His brother Stephen, two years older, played football in full pads in the fourth grade. Daniel went to all his games and most practices. As soon as Daniel reached fourth grade, he quit soccer and baseball and focused on football. His father coached him, his older brother and his two younger brothers when they were all old enough to play. Stephen, an alumnus and former football player at Baylor, now interns at a Dallas hospital while applying for medical school. Matthew Sepulveda is a junior business major at Baylor and Michael is a high school junior.

A Baylor walk-on
Daniel punted for a few years in middle school, but not in high school. His senior year of high school he switched to linebacker, and that was the position he took when he walked on to head coach Kevin Steele's Baylor team in 2002.
"The only reason I did it was because my older brother Stephen (BS '04) was on the team," he says. Stephen was already an established and successful linebacker, and Daniel wanted to play with him. 
He missed that goal when he was red shirted for the season, but during his time on the bench, he decided to give punting another try. "The punter that Baylor brought in on scholarship was smaller than me, so I had a stronger leg," he says. He offered himself for a tryout, but wasn't taken seriously.
Nevertheless, Sepulveda practiced with a punting coach in Dallas over the summer break, and when Guy Morris was hired in 2003, Nelson - who was then the new special teams coach - let Sepulveda try out for the punting position. He started the 2003 season as punter, a position he earned during fall football camp.
"I remember staying with him after practice during his first break to watch him punt," Nelson says. "It didn't always go where it was supposed to, but it went far. You can't teach that."

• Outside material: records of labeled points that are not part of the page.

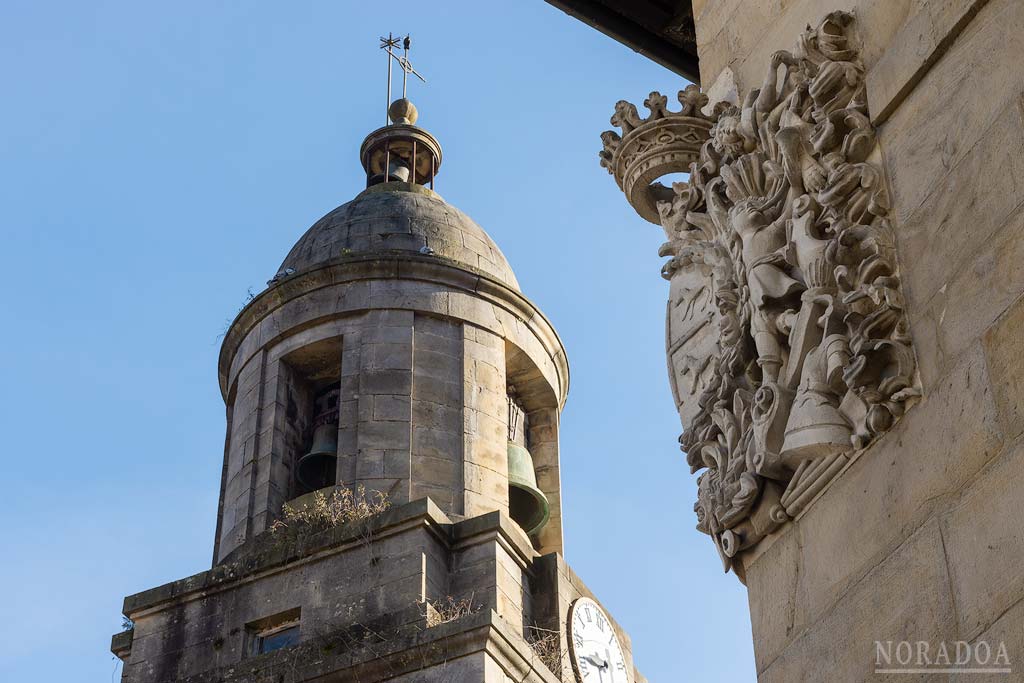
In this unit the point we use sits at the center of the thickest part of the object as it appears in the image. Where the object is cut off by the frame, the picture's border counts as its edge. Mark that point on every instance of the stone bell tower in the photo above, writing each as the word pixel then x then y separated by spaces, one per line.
pixel 393 352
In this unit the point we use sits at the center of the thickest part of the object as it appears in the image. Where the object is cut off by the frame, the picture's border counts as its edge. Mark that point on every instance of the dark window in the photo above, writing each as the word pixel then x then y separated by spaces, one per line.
pixel 272 633
pixel 274 640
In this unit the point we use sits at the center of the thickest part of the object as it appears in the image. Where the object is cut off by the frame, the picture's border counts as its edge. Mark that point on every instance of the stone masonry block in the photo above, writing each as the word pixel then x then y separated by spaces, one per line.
pixel 1003 344
pixel 981 535
pixel 906 475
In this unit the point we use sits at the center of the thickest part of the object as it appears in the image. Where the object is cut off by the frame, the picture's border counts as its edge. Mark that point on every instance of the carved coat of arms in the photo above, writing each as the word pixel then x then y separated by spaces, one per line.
pixel 788 346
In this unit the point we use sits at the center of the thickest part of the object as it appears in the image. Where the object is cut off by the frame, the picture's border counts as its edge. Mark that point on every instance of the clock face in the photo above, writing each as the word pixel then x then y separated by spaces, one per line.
pixel 594 648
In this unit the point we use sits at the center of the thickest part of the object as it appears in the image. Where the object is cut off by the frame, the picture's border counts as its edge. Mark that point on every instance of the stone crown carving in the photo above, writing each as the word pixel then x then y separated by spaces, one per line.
pixel 783 222
pixel 650 147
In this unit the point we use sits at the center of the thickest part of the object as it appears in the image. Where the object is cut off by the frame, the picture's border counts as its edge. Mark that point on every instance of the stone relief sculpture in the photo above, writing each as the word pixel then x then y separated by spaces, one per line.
pixel 783 219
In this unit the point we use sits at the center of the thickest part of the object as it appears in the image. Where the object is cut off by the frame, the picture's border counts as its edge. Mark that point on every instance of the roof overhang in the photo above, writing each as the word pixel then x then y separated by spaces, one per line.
pixel 659 30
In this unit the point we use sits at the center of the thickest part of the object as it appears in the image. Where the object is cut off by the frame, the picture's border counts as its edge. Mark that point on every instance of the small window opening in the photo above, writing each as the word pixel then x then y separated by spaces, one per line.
pixel 273 633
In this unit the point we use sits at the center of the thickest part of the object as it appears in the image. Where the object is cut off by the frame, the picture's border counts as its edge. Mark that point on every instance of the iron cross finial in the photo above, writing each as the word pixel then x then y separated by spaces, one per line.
pixel 389 44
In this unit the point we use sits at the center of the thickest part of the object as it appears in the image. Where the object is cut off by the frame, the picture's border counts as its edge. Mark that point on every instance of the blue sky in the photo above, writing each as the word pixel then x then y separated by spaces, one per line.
pixel 158 160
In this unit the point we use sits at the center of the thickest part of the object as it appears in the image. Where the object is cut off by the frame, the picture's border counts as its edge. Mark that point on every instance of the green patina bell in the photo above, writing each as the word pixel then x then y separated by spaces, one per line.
pixel 527 504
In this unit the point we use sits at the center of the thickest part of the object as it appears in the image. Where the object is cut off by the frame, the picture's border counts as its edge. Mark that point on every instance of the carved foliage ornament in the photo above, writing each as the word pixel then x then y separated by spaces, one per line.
pixel 784 217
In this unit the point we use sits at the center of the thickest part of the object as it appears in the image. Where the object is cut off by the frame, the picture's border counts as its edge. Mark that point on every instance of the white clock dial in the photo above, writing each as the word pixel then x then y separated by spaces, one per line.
pixel 594 648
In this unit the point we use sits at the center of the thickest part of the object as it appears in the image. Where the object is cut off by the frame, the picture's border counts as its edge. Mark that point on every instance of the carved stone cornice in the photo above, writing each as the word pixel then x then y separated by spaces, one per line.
pixel 786 314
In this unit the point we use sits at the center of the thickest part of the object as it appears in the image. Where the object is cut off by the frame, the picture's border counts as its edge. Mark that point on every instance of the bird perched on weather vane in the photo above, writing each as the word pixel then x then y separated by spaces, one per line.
pixel 390 44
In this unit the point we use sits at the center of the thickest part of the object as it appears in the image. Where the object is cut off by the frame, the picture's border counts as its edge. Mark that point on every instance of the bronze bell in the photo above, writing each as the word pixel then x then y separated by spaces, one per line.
pixel 527 504
pixel 317 468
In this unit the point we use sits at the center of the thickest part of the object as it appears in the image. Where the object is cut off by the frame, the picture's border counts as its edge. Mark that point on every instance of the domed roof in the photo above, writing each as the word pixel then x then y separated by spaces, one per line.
pixel 402 217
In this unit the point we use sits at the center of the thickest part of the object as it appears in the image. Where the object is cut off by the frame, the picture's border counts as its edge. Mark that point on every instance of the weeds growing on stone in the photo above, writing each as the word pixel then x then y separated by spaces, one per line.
pixel 448 609
pixel 342 506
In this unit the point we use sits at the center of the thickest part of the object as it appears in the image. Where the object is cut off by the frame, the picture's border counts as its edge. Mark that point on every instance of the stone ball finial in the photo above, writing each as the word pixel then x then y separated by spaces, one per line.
pixel 403 112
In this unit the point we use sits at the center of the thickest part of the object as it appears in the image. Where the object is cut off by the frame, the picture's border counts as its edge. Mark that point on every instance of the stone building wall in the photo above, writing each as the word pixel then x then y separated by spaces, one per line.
pixel 920 538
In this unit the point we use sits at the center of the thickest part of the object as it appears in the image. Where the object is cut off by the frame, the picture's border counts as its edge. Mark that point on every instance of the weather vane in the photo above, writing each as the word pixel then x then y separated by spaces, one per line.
pixel 389 44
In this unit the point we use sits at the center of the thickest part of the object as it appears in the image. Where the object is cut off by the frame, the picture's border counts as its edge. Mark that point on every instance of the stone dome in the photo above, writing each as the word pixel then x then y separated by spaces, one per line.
pixel 399 217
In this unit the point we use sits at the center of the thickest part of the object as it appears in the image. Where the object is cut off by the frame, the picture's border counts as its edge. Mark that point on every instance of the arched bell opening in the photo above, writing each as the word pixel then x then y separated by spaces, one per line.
pixel 317 468
pixel 528 506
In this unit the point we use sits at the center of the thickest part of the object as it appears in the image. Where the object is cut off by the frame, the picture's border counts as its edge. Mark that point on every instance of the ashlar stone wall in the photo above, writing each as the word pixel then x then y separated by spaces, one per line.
pixel 919 539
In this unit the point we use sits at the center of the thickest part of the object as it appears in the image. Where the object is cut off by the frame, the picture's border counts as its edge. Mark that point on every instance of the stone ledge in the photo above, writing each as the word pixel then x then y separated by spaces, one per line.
pixel 121 643
pixel 273 552
pixel 268 553
pixel 376 652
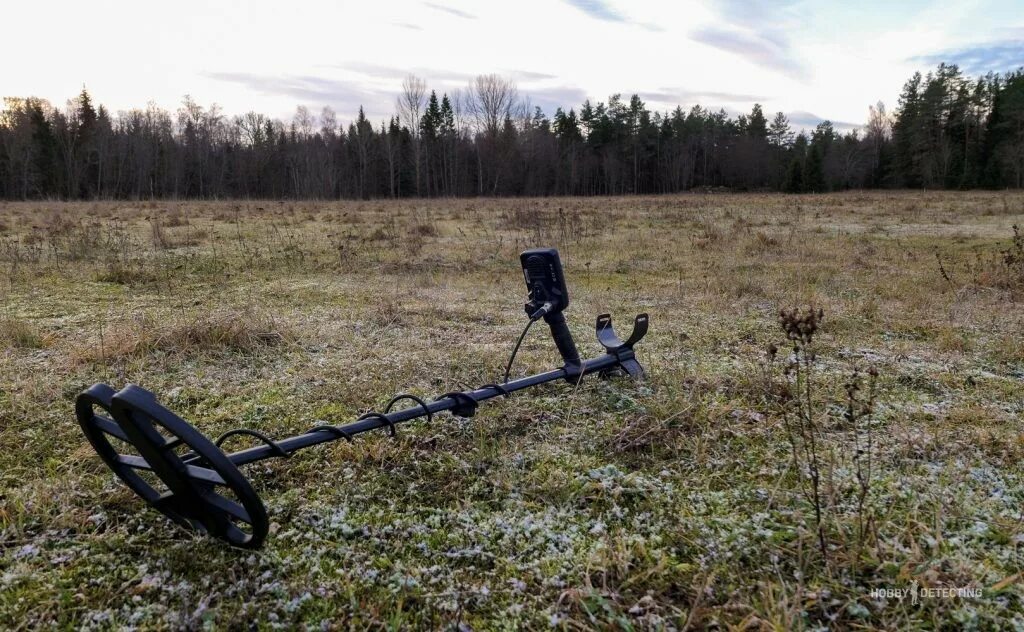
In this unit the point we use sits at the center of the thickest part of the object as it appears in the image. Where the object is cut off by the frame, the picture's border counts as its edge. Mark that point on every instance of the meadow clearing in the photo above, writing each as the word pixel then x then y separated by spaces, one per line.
pixel 679 502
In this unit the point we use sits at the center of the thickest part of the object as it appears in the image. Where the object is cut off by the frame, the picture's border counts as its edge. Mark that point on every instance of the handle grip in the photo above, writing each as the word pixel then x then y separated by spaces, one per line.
pixel 563 340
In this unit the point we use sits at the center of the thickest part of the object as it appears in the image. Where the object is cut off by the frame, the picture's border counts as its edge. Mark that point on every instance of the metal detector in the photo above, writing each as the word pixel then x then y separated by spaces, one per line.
pixel 192 480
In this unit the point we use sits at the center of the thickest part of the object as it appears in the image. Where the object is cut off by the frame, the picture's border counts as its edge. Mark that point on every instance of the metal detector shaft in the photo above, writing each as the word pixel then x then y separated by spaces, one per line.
pixel 315 437
pixel 190 479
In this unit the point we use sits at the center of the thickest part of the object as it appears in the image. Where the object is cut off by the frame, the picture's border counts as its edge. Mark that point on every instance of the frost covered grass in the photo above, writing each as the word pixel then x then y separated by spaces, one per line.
pixel 670 504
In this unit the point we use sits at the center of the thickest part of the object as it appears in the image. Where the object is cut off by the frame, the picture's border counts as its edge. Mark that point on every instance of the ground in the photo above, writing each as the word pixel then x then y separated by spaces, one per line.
pixel 677 502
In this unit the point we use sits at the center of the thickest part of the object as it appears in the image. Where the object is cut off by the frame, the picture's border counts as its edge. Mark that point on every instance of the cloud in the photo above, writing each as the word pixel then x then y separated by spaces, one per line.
pixel 679 96
pixel 345 96
pixel 558 96
pixel 762 49
pixel 800 120
pixel 377 72
pixel 758 32
pixel 530 76
pixel 977 59
pixel 451 10
pixel 598 9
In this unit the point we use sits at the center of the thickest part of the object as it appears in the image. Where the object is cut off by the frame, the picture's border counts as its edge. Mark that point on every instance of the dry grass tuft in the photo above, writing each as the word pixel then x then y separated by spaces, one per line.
pixel 18 333
pixel 238 331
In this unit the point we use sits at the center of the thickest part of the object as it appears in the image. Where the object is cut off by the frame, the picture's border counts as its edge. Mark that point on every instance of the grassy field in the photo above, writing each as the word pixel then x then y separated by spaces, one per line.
pixel 679 502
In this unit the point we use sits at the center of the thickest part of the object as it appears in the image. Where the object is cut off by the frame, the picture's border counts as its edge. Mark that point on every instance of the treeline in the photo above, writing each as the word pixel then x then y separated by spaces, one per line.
pixel 949 131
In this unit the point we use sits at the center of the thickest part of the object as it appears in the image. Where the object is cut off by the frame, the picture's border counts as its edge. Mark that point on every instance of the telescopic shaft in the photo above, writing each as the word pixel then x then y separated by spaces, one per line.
pixel 445 403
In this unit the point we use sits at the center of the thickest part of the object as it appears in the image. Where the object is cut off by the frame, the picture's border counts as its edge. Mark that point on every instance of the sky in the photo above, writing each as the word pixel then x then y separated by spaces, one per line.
pixel 812 59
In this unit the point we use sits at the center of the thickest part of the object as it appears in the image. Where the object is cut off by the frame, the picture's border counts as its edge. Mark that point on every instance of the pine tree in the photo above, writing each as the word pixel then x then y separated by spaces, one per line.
pixel 794 177
pixel 814 175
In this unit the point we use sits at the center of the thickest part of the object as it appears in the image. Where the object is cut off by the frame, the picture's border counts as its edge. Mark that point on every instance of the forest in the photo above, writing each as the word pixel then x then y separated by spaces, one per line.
pixel 947 131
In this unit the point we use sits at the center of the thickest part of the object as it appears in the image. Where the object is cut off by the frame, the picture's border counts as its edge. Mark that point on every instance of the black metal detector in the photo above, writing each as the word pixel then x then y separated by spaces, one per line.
pixel 193 481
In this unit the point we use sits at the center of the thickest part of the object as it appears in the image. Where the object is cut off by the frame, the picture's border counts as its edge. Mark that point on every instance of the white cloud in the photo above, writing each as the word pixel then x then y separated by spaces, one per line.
pixel 271 56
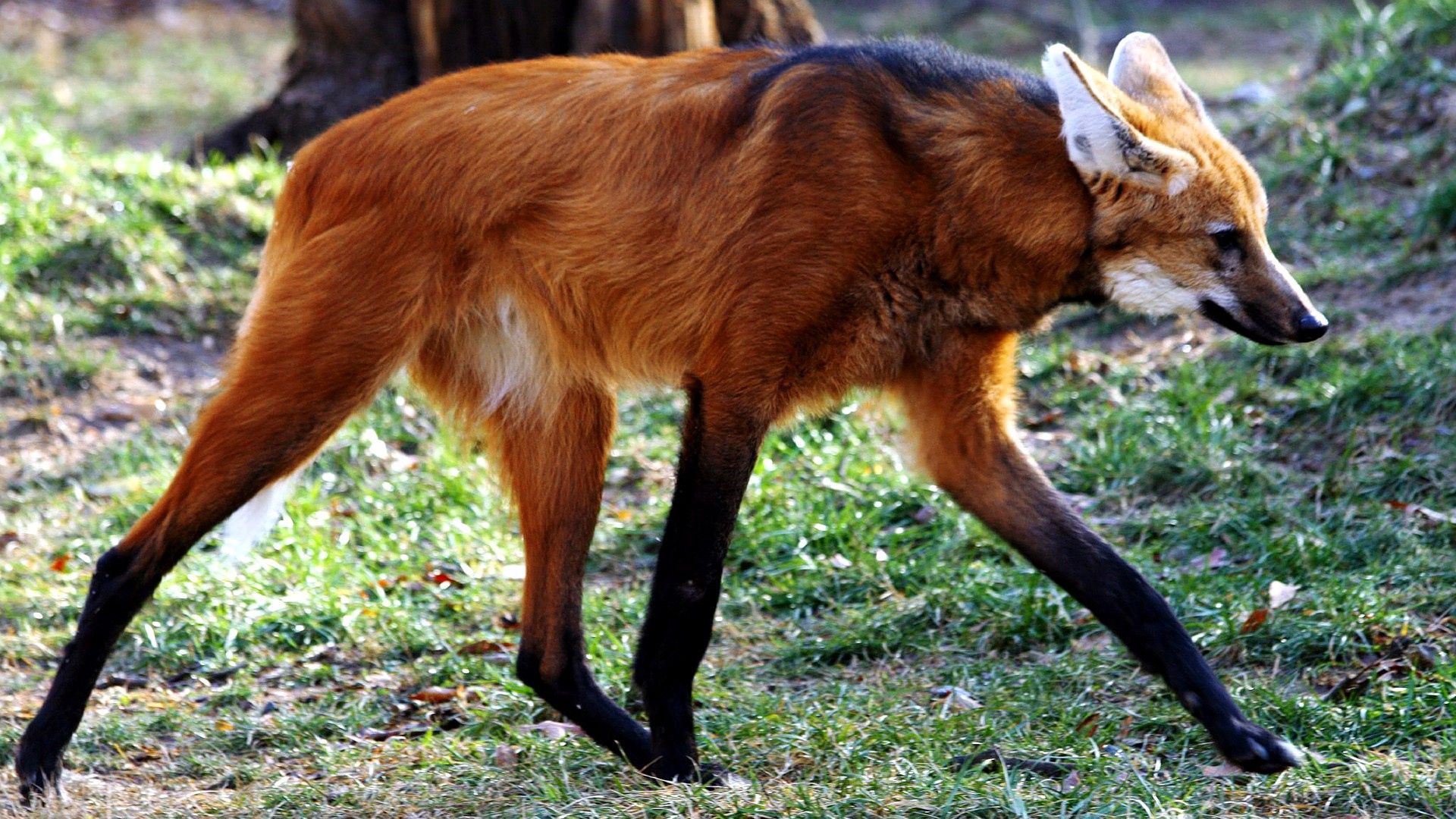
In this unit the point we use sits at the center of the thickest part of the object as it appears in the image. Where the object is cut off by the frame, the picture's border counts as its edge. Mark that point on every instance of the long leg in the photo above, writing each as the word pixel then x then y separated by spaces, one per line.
pixel 962 411
pixel 555 461
pixel 313 354
pixel 720 447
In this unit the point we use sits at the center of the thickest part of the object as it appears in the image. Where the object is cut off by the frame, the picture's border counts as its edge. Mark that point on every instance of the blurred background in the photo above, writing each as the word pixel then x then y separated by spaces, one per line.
pixel 359 664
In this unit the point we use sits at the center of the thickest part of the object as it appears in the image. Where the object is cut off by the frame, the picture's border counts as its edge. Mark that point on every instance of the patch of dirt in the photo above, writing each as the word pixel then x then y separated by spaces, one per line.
pixel 158 381
pixel 1420 305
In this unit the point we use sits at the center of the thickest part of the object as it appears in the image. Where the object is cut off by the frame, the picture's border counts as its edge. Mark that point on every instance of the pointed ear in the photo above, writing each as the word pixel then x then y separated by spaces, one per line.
pixel 1141 67
pixel 1100 139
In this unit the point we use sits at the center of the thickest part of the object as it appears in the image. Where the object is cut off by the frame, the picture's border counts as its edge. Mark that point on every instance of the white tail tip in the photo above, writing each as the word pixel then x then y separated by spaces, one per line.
pixel 254 519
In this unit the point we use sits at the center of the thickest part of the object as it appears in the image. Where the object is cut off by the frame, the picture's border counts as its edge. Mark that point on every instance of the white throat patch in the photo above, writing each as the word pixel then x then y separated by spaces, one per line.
pixel 1145 289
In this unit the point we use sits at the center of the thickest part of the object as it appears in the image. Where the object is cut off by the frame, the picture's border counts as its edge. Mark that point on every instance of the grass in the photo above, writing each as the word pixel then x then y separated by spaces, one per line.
pixel 854 589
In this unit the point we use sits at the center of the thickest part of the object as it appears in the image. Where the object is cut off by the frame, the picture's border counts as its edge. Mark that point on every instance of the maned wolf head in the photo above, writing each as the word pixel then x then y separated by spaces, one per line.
pixel 1178 213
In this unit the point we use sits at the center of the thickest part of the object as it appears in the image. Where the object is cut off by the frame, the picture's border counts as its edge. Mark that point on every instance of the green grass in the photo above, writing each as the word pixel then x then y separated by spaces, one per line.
pixel 852 588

Although Nelson did not train Sepulveda to punt he nonetheless enjoyed seeing the young man's growth as a person and a player. "He matured. In the first season he would get frustrated with himself, but it was fun watching him become better and to begin to understand the bigger picture," Nelson says. "Daniel wasn't about Daniel. He'll be the first to tell you that without all the help from the team, he wouldn't have been able to do all he did."

Guiding hand
Good technique he learned from his Dallas punting coach continued to improve Sepulveda's performance during his career. Learning how to take the right steps and having a consistent drop, coupled with his natural athleticism, resulted in great punting game after game and brought in accolades and honors from newspapers and sports organizations from across the country. 
Sepulveda says he feels that there was something more than himself behind his success. "What (the success) really showed me was that God was working in my life," he says. "I showed up to be a linebacker and asked if I could try to punt. God was behind all of it, and it became so clear to me that God had a plan for my life and that He has a plan for my life. It became my prayer that God would help me align the desires of my life and help me fulfill his plan for me."
By the end of his third active season, Sepulveda was a household name at Baylor. In April 2006, however, Sepulveda injured his knee in a pick-up game of basketball, leaving him wondering if he would be able to play the first games of the season.
"That was a setback for sure," he says. "The doctor told me that 90 percent of the outcome depends on how you do with the physical therapy, so I used that to motivate myself." With support from friends, family and medical staff, Sepulveda recovered on time. He earned yet another Ray Guy Award and broke the NCAA record for most career punts of 50 yards or more.
What's next? "I really don't have any expectations," Sepulveda says. "I just want to lay hold of the best that God has in store for me. It could be a Pro Bowl career, or it could be two or three years. I'm not ready to say I'm done. I enjoy playing football, and I just want to do the best I can."